Despite the large number of cores, Intel reports that the 80-core chip required only 100 watts of energy, compared to 105-130 watts for current quad-core processors. Each of the 80 cores in the experimental processor, however, is much simpler than existing cores in today's processors, so tasks are broken down into smaller units for each core to handle.
Each of the 80-cores can also be recruited on demand, with active cores being shifted if one core gets too hot. This concept of "core hopping" would decrease the amount of heat generated by the processor as a whole."Think more-complex four cores compared to simpler 80 cores. Each of those four cores can do more individually than one of the 80," he explains. But with an 8-core chip "you will get a lot more performance and lower power because you have a lot of them running at lower speed."
Other questions addressed in this 80-core experiment was dealing with networking and communications between the 80 cores.

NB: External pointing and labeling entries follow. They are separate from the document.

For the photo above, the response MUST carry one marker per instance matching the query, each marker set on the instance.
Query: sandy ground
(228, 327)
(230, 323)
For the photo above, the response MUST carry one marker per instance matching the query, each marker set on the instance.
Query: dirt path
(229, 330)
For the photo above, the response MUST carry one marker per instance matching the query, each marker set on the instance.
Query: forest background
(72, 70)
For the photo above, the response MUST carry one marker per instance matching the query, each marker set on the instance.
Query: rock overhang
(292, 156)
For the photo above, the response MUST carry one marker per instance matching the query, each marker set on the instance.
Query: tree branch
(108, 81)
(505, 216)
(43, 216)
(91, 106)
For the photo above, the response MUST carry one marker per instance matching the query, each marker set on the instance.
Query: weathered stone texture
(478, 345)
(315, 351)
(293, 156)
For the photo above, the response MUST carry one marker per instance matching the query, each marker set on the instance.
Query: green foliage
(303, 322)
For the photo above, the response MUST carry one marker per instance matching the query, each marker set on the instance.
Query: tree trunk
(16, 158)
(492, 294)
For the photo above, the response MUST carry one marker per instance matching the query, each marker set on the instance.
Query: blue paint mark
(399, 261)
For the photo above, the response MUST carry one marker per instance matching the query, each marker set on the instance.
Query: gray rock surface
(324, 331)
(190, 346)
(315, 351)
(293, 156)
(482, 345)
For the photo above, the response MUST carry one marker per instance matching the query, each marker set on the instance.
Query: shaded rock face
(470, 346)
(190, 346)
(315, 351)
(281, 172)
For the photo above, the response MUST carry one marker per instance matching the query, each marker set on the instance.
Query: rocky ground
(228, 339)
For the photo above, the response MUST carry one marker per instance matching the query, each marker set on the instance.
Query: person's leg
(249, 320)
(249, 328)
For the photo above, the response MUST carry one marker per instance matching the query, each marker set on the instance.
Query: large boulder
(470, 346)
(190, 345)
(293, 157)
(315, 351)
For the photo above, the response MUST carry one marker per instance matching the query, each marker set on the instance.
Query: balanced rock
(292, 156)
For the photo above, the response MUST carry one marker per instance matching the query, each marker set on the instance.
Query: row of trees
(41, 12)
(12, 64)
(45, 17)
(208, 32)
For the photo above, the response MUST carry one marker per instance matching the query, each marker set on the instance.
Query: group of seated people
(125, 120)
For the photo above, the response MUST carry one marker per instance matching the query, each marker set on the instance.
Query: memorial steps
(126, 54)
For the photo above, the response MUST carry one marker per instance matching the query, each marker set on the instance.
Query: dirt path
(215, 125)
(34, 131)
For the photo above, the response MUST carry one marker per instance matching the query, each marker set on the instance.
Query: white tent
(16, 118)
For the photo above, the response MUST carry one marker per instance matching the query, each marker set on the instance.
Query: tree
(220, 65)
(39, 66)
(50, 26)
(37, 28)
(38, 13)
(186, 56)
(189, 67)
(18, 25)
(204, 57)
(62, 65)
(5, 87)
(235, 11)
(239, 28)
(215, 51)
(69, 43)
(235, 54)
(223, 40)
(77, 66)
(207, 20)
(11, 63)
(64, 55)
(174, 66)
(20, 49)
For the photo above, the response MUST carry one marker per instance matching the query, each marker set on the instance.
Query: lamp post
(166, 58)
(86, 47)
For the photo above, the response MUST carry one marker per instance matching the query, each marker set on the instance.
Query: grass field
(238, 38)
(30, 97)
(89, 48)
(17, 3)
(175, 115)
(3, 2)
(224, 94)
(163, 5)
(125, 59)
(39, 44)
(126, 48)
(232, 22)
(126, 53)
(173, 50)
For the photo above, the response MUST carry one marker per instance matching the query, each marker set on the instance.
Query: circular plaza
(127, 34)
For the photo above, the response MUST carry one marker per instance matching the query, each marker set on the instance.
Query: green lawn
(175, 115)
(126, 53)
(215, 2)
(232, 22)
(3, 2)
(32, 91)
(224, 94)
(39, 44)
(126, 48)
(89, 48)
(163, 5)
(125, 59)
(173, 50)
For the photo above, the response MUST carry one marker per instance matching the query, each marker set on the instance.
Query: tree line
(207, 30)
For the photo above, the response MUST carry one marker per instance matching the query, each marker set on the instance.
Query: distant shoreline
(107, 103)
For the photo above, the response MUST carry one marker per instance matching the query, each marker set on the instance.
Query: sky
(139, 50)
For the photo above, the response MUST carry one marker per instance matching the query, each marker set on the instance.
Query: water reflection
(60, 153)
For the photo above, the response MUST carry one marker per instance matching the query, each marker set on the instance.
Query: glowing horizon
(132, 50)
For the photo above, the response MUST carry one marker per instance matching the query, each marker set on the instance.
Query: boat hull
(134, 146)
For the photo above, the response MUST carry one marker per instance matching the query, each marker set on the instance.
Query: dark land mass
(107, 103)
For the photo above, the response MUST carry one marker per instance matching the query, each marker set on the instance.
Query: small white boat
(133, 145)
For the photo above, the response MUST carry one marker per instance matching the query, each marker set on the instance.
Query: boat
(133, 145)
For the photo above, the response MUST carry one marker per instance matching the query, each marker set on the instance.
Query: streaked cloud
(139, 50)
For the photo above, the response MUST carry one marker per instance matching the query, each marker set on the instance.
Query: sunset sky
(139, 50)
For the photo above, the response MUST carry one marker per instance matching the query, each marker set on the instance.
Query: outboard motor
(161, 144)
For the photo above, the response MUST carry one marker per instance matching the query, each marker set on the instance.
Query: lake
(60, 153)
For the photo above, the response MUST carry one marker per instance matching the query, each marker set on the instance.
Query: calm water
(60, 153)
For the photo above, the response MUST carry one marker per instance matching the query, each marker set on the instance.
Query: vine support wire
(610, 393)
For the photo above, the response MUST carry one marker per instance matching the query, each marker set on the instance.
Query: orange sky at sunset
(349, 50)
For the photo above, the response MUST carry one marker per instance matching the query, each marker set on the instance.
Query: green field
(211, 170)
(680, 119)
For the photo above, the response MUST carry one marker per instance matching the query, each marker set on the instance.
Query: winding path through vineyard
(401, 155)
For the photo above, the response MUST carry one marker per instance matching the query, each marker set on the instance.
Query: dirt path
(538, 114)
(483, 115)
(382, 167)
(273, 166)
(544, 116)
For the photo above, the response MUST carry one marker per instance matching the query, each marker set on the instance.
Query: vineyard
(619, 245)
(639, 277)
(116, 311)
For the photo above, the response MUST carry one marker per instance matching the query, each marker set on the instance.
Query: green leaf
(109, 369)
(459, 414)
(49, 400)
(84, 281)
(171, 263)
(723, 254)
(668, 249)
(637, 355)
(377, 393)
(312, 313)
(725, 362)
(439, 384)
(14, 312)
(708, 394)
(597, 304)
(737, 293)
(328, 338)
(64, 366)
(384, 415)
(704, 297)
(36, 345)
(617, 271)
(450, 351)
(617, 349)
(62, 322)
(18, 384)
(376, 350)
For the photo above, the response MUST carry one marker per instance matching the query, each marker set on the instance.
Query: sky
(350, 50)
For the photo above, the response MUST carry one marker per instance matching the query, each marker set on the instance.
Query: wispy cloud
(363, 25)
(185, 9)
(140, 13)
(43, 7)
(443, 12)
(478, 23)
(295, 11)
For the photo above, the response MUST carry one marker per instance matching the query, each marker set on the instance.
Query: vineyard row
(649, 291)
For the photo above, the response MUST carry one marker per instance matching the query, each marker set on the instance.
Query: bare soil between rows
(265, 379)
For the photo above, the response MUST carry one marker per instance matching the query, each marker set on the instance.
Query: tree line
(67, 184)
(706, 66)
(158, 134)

While 80-core chips may be five to eight years away, Intel's technology strategist Manny Vara suggests that some sort of hybrid processors with a combination of complex cores and simple cores could be possible in the interim."What we're doing is designing a network inside the chip. Today, you hear about high-performance computing and they have these big, fat super-powerful servers and they're all networked together. We're trying to basically do that, but on a chip. How do you bring a real network inside a chip so all the cores can talk to each other?"
Apple moved from PowerPC to Intel processors in June 2005, citing increased performance and reduced power consumption as the primary driving forces behind the decision.